2 de febrero de 2016

Invierno

El invierno cubrió de blanco sus cabellos y lo disimuló con tintes de mercadillo. La piel convirtió sus arrugas de expresión en aterradoras grietas que presagiaban un derrumbe próximo e inevitable. Ella las cubrió con afeites baratos pero abundantes. Las ropas desgastadas apenas le proporcionaban abrigo, mucho menos prestancia.
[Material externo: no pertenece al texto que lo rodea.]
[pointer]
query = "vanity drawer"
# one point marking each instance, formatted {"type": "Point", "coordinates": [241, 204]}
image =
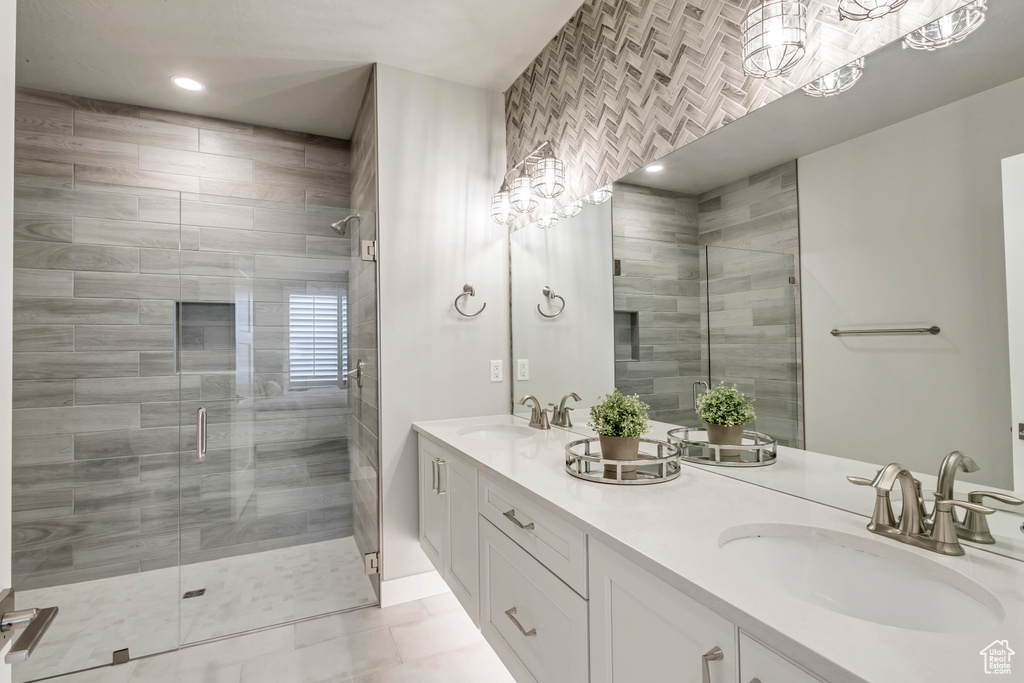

Cada día le costaba más acicalarse, para ganar tiempo renunció, primero, a cepillar cien veces su melena, después se dejó de peinar. Se perfumaba exageradamente con colonia de bebé para contrarrestar el aroma de los años.
Bajó como cada día a sentarse en su banco favorito, al lado del sucio contenedor que la protegía del viento arrasador cuando soplaba desde el norte. El frío le encogía los gastados huesos, le quemaba las embadurnadas mejillas y le cortaba los labios resecos por falta de boca a quien besar.
El banco, ese día, estaba ocupado pero no le importó. Se sentó al lado de un viejo pintor de dedos entumecidos a quien el invierno, hacía ya mucho tiempo, que le impedía pintar. El viento vino a soplar con tanta fuerza que el viejo sombrero de fieltro apolillado salió con gracia de su cabeza cayendo sobre el regazo de la vieja señora. Ella, con temblorosa mano, se lo ofreció dulcemente. Sus ojos cansados de mirar se encontraron a mitad de camino, él viejo sonrió y la primavera reconfortó sus viejas almas. Se tomaron de las manos y el frío invierno se alejó para siempre.